Abstract:The widespread deployment of InfRared Small-Target Detection(IRSTD) algorithms on edge devices necessitates the exploration of model compression techniques. Binary neural networks (BNNs) are distinguished by their exceptional efficiency in model compression. However, the small size of infrared targets introduces stringent precision requirements for the IRSTD task, while the inherent precision loss during binarization presents a significant challenge. To address this, we propose the Binarized Infrared Small-Target Detection Network (BiisNet), which preserves the core operations of binarized convolutions while integrating full-precision features into the network's information flow.

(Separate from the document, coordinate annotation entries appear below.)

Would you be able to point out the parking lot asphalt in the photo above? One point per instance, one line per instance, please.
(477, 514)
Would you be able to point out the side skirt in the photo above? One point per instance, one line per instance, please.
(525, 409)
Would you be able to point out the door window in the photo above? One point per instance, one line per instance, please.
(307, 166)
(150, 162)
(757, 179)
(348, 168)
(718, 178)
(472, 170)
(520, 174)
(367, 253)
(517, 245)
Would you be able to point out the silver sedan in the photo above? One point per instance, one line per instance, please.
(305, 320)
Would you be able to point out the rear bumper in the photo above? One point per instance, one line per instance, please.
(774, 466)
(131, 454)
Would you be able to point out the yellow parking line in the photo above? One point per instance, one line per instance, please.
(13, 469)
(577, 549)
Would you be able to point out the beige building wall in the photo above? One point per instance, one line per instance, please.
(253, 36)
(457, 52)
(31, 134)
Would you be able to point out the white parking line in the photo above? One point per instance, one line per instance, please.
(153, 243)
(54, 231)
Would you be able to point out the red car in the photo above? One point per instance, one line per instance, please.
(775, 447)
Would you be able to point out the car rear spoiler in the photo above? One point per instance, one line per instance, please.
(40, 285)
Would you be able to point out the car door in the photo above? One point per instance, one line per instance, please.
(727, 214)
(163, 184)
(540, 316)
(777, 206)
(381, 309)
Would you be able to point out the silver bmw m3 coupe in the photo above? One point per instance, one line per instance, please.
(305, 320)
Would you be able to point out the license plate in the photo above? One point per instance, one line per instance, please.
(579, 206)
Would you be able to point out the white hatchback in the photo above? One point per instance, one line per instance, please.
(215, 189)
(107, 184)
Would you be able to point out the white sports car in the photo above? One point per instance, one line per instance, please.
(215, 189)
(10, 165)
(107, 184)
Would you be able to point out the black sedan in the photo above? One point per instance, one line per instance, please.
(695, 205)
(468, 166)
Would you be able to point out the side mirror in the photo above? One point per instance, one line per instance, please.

Specifically, we propose the Dot-Binary Convolution, which retains fine-grained semantic information in feature maps while still leveraging the binarized convolution operations. In addition, we introduce a smooth and adaptive Dynamic Softsign function, which provides more comprehensive and progressively finer gradient during back-propagation, enhancing model stability and promoting an optimal weight distribution.Experimental results demonstrate that BiisNet not only significantly outperforms other binary architectures but also demonstrates strong competitiveness among state-of-the-art full-precision models.